Here’s a great article on Dana Gioia, the chairman for the . He’s a poet and is the creative force behind such great projects as “Poetry Out Loud” which I featured on Cloudy Day Art #65.

Some of you probably believe that the NEA’s take on poetry is probably too upscale for the average American, but at the same time Mr. Gioia and crew have done a lot of work to get poetry out of the academics and into everyday society. The Poetry Out Loud project is just one small example.

“…Gioia found he disliked the cloistered academic world and the fact that he was being trained to write a kind of poetry his own family would never enjoy. “It’s bad as a society if you have all your poets at a university. There should be a broader life experience open to writers,” he says. “I was being taught a professional language that was spoken by about 600, 700 people in the world.”

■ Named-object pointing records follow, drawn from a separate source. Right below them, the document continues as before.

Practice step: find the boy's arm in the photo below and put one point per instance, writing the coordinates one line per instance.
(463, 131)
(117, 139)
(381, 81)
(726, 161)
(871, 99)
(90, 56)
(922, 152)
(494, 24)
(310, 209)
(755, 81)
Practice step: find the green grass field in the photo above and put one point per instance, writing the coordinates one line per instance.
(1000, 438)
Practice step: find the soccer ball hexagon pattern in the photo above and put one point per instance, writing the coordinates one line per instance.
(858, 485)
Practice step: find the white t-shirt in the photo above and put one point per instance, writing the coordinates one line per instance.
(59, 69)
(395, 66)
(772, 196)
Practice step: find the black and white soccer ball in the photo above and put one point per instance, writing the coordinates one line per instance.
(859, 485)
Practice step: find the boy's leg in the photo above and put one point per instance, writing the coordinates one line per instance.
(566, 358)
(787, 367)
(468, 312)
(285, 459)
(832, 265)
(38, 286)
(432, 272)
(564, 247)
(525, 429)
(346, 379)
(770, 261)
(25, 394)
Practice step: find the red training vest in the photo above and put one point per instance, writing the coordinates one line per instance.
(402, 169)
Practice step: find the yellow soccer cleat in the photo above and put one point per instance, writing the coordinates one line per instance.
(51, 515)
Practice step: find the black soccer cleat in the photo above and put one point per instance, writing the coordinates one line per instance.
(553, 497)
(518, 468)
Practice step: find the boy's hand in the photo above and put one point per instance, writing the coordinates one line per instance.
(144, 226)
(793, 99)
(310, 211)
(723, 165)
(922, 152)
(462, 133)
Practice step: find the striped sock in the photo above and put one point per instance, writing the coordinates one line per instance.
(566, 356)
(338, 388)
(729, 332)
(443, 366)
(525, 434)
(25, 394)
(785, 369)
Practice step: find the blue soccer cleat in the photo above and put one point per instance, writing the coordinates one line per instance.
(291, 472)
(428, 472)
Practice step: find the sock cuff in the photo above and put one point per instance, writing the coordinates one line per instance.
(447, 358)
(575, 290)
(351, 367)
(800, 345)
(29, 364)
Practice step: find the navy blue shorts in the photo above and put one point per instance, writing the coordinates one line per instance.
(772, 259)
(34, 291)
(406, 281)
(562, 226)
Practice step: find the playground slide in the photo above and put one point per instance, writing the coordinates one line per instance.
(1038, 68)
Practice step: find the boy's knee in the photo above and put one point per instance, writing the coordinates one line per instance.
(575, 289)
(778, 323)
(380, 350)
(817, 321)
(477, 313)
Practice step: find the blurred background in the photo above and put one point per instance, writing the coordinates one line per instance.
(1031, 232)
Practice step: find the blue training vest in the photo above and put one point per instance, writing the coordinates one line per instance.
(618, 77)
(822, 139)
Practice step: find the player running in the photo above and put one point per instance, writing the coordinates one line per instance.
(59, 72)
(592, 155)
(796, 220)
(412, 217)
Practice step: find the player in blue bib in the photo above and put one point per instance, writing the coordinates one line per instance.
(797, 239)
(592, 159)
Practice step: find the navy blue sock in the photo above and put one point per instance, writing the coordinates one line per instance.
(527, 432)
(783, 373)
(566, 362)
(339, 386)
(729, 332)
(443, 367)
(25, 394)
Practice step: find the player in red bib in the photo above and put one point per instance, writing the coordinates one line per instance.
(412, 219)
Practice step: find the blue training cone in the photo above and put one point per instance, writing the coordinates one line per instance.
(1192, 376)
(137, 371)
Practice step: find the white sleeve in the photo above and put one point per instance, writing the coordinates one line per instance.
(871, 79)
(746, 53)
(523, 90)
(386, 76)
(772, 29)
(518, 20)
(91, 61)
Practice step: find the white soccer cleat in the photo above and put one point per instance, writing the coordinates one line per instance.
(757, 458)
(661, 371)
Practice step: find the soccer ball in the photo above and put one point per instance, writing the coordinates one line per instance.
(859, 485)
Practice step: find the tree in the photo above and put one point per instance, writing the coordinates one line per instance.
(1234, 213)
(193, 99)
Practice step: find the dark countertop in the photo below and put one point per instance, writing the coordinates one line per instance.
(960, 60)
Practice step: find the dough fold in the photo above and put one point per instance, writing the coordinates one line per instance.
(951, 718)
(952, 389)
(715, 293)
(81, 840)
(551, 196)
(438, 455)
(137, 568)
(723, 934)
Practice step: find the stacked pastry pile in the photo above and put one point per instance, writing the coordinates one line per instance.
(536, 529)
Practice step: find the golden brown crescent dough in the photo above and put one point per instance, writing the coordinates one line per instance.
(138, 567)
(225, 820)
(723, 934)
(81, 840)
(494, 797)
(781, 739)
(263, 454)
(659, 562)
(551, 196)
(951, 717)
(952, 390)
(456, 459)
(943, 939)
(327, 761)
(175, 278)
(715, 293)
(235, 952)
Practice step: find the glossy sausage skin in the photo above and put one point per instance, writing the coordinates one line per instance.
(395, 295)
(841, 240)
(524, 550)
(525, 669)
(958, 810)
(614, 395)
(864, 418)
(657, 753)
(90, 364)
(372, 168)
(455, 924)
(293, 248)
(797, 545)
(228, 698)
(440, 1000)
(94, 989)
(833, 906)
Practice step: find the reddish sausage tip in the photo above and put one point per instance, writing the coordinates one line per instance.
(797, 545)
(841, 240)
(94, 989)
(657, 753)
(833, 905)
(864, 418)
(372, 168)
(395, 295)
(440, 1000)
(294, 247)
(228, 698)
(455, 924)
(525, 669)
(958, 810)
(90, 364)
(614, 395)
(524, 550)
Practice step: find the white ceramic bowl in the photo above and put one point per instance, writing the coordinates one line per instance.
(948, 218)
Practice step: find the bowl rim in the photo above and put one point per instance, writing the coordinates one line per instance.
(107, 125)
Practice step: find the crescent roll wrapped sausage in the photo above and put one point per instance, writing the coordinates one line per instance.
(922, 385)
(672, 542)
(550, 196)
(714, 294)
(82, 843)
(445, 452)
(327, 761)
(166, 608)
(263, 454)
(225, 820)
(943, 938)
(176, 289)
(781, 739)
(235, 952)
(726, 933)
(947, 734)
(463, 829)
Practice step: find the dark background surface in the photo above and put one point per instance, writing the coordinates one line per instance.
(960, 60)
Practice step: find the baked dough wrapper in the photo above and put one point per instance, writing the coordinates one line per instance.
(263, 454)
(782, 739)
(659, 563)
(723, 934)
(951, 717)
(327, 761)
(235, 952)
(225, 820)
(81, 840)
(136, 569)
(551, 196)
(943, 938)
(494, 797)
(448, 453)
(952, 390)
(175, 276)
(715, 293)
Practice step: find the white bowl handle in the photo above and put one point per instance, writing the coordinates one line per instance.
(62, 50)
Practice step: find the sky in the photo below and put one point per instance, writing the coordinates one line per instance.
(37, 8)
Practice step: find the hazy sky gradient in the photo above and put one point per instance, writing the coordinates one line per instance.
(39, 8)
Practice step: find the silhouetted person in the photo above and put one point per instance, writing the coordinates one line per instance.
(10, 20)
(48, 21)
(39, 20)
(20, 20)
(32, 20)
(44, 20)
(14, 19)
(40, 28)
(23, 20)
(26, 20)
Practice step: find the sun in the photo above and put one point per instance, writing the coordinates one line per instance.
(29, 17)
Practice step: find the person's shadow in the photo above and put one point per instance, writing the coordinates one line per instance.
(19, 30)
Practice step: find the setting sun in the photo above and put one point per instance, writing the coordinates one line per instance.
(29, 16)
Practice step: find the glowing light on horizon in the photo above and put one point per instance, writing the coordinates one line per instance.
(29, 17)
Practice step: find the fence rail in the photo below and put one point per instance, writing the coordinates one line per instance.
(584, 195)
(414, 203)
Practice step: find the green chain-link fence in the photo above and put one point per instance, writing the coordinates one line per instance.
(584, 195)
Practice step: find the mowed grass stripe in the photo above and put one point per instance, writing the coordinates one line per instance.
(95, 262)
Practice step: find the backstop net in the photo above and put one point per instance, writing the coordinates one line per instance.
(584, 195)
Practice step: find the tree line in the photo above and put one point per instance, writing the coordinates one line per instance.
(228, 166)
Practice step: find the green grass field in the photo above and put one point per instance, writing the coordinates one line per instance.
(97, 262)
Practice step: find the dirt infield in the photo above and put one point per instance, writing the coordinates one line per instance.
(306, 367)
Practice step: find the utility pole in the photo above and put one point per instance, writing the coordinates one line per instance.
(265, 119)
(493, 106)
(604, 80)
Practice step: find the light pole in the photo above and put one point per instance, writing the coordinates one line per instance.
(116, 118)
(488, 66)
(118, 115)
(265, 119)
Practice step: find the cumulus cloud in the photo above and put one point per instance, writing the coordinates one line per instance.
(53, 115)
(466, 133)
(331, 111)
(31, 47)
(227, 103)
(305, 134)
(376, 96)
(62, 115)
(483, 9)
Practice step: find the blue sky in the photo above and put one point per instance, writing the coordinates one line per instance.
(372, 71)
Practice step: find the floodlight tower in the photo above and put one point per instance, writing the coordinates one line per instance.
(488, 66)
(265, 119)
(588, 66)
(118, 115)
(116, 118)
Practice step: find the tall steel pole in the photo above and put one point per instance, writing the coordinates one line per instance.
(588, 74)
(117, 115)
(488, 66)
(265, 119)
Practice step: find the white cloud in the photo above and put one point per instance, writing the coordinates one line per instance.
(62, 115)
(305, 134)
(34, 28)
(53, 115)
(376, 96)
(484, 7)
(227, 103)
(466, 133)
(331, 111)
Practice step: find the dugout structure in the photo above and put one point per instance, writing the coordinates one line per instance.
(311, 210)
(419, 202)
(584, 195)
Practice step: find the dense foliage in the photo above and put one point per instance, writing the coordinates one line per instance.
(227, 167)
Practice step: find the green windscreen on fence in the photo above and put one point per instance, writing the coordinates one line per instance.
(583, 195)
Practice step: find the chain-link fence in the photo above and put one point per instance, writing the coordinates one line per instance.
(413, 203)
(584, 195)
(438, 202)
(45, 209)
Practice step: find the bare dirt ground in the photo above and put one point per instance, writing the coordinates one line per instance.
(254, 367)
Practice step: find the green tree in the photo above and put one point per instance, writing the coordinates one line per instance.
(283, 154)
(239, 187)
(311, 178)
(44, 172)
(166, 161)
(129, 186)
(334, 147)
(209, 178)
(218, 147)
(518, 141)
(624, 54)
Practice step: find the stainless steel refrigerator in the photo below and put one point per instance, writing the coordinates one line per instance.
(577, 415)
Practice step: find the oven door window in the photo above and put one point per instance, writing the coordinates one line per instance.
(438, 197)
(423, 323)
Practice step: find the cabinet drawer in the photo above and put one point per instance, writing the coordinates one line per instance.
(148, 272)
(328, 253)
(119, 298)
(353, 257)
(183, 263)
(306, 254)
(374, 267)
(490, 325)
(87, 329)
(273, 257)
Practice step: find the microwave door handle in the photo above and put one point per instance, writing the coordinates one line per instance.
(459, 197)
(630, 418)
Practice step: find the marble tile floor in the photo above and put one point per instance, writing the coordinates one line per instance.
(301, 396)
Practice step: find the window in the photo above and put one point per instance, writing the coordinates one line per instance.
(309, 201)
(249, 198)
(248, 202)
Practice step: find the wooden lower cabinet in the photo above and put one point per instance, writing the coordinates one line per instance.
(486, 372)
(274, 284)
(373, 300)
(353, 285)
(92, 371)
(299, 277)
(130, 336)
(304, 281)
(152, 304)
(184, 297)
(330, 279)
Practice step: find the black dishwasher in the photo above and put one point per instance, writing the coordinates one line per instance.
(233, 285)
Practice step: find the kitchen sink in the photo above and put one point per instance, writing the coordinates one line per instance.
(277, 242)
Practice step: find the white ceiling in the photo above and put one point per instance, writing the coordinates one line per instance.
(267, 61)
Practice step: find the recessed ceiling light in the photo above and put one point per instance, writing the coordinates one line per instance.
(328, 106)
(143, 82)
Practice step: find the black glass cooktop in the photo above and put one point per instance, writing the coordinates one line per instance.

When he decided to leave Harvard to study business at Stanford, most of his professors couldn’t understand his decision to abandon a promising academic career. But Gioia saw himself following poets like T.S. Eliot and Wallace Stevens, who had worked in commerce and wrote on the side. His questions about the system would crystallize in one of his most famous and debated writings, a 1991 essay for The Atlantic, “Can Poetry Matter?” in which he argues the form has become too elitist.”

The NEA has received a lot of bad press for the “art” that it has endorsed over the years, but perhaps Mr. Gioia is changing that perception–one poet at a time.